Tuesday’s Supreme Court Judgment, in addition, has thrown light on the fact that this communication overlooked a December 12, 1996 order of the Court, which directed that prior approval of the Centre was necessary for any non-forest activity within a ‘forest’ and that ongoing activity without this should be stopped immediately.

Apart from official communications and interventions, an order issued by the Supreme Court in the M C Mehta vs Union of India case in 1996, prohibiting construction activity of any type within a 5 km radius of Badkal Lake and Surajkund, which included Kant Enclave, also appeared as an obstruction to the project. This order was further clarified by another issued on October 11, 1996, stating that construction would not be permitted within the green belt around the 2 lakes, that is 1 km radius, with this ban extending on another kilometre outside the green belt.

The latter direction, the order clarified, did not apply to plots sold or allotted prior to the issuance of the first order, on May 10, 1996, and that unallotted plots could be sold with the approval of the authority concerned. Development plans within 5 km of the lakes, the order further clarified, however, would require approval of the Central Pollution Control Board and Haryana Pollution Control Board.

R Kant & Co had filed a review petition against the latter order, regarding which the court ruled that in the context of private lands, including that of the company, the State of Haryana could review the position so that single storey “hutments” could be built.
In the context of the order, Supreme Court, in its judgment on Tuesday, stated, “It seems to us that these orders passed by this Court were not blanket orders which could permit the applicants to ignore the notification dated August 18, 1992. The requirement, in terms of the orders passed by this Court, continued to be in adherence to the laws, rules and regulations which would necessarily include the notification issued under the provisions of the PLP Act.”

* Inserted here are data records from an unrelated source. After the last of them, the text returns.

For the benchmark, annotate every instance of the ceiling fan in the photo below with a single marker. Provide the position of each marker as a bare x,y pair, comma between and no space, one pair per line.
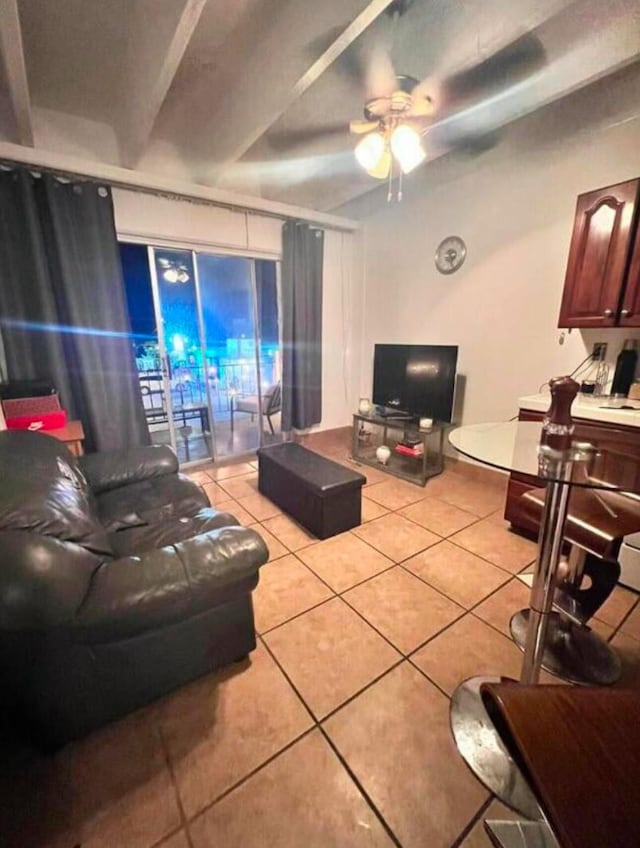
400,111
396,125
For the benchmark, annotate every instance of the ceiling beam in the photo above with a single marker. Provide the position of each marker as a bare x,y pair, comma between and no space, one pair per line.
154,61
134,179
344,40
15,69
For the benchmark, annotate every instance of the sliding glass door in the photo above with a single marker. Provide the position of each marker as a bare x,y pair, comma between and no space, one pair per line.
210,369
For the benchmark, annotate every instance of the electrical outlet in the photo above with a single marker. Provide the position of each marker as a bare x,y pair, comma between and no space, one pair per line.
599,350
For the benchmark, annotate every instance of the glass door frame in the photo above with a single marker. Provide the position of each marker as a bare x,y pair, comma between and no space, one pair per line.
194,248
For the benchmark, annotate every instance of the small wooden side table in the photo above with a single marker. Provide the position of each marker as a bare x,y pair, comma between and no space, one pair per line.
71,434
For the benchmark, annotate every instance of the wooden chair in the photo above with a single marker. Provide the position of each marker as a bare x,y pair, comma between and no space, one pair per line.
271,404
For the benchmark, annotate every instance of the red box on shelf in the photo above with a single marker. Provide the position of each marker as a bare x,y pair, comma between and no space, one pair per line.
46,421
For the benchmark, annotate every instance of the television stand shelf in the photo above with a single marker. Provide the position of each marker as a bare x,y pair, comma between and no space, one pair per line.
370,431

Environmentalists working in the Aravallis have also reiterated this point, stating that the orders passed by courts or activities permitted subsequent to the 1992 notification were meant to be executed within the ambit of the same, not despite it. “Aravallis act as a green infrastructure that sustains cities. This judgement reconfirms that Aravallis are forest and should not be built upon,” said environmental analyst Chetan Agarwal.